Gene's plastic doesn't bear the name of his bank. It's a Kiss credit card, embossed with the famous logo that represents America's fire-breathing, face-paint-wearing rockers.

The credit card is just one fragment of the Kiss Empire, a riff-driven industry powered by Simmons' ever-savvy brain.

There are Kiss dolls, Kiss pinball machines, Kiss masks, Kiss condoms and even Kiss caskets. And, the band have just announced, live recordings on USB sticks of the band's concerts throughout their UK tour.

Simmons is not ashamed of Kiss's shameless marketing bandwagon.

"We were lambasted when we first started doing branding 35 years ago. Bands didn't do that – they just sold T-shirts. But branding wouldn't work as well with other bands – Radiohead action figures don't work."

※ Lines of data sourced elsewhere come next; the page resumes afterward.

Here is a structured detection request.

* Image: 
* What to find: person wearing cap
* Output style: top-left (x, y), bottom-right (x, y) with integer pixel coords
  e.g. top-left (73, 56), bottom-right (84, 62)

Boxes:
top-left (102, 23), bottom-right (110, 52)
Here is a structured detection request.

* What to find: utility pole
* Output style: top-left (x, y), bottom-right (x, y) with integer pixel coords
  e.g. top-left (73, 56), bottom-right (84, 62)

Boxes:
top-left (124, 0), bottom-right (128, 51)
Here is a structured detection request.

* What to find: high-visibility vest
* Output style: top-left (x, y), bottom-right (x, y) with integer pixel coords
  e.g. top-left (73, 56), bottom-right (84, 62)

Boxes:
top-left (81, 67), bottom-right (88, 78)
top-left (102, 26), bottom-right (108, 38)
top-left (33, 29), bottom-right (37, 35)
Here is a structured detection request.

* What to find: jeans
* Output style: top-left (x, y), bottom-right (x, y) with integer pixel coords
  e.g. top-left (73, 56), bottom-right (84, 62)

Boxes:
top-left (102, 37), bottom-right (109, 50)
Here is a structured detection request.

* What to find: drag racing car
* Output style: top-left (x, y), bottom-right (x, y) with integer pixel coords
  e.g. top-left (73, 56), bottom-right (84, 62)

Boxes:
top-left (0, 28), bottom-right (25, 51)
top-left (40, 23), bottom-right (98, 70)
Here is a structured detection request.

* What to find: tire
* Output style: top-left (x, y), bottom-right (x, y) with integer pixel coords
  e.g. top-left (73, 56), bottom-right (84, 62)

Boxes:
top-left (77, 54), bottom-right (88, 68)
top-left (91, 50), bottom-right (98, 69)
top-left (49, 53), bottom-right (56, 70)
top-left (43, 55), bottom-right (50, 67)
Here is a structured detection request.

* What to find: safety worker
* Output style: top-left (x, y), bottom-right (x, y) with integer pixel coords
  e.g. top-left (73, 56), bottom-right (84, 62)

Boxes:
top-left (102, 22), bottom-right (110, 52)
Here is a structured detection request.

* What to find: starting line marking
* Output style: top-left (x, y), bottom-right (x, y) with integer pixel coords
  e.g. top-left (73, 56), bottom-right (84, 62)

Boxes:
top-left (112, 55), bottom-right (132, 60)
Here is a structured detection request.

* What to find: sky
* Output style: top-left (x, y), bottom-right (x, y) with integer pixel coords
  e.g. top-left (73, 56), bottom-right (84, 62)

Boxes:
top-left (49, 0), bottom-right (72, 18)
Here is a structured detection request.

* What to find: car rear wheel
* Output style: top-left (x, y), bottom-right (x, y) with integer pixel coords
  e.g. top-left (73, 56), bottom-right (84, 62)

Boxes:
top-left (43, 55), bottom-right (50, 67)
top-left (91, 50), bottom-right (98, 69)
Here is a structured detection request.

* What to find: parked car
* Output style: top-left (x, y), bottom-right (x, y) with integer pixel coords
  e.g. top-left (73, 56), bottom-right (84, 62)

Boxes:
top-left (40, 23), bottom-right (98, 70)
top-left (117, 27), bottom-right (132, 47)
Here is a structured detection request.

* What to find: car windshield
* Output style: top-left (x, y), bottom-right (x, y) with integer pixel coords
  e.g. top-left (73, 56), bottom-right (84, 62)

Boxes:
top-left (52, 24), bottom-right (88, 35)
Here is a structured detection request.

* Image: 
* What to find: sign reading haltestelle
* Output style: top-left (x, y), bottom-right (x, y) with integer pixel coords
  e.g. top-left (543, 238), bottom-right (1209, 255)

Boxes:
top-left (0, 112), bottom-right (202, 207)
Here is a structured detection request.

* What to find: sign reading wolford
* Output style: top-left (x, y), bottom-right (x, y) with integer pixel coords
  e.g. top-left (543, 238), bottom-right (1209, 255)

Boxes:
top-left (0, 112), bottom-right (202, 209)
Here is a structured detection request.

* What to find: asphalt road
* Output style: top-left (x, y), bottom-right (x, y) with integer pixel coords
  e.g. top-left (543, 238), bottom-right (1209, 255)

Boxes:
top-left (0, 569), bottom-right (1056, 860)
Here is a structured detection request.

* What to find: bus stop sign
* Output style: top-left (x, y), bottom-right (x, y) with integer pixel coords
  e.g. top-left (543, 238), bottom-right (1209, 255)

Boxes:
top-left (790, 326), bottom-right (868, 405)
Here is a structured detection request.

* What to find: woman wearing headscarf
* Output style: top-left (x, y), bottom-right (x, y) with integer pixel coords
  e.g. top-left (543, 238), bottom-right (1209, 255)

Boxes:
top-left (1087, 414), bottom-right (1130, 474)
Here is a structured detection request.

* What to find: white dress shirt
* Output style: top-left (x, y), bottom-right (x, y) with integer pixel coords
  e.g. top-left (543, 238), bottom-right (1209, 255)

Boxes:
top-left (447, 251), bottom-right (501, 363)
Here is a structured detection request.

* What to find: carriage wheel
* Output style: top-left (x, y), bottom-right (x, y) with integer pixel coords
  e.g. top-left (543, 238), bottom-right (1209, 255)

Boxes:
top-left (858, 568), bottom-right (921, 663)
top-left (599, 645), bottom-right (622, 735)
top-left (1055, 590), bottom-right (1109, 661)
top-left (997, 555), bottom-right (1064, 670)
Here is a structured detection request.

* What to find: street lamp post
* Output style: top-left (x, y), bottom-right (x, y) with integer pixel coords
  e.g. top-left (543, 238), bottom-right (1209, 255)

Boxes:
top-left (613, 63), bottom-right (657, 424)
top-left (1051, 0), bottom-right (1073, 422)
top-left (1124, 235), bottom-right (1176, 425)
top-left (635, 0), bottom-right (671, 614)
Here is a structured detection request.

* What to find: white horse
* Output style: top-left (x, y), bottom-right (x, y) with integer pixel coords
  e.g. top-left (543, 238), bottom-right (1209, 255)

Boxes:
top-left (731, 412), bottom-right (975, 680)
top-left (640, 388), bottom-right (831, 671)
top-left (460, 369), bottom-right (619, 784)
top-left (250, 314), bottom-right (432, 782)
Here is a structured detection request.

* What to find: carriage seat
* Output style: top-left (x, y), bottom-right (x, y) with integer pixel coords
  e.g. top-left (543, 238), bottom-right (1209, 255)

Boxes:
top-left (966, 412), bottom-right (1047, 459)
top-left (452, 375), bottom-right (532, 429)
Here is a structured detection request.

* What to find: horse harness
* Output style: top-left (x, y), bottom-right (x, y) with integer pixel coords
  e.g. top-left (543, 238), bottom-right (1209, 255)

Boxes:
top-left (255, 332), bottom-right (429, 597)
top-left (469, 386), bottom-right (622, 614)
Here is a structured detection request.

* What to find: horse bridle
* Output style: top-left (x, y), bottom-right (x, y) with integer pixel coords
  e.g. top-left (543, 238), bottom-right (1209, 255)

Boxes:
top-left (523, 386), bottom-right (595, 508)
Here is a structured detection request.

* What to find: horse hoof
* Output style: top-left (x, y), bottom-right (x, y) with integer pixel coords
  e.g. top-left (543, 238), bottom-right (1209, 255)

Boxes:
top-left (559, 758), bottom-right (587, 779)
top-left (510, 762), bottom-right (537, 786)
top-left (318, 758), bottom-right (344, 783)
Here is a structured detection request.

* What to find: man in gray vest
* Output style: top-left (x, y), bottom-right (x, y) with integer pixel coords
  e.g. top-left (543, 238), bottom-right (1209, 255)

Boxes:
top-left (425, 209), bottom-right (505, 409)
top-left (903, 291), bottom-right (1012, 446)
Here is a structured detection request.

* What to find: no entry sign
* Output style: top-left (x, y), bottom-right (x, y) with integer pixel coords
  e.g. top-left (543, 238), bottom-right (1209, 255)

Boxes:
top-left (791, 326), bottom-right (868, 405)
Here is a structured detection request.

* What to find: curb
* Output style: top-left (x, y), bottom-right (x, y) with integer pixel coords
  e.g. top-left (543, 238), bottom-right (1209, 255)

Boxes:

Simmons' insatiable drive towards monetary success is not unjustified. Born Chaim Witz, in Israel, Gene Simmons moved to New York when he was eight. He grew up in a poor family for whom televisions and refrigerators were the kind of luxuries they could never afford. But it was those emblems of a prosperous post-war America, which would become the mechanisms of Kiss's success.

Simmons still remembers the hardship of his childhood: "You remember the empty feeling in your gut.

"If you live in the Western world instead of somewhere like Iran, you're free – you have every opportunity to do everything you can imagine.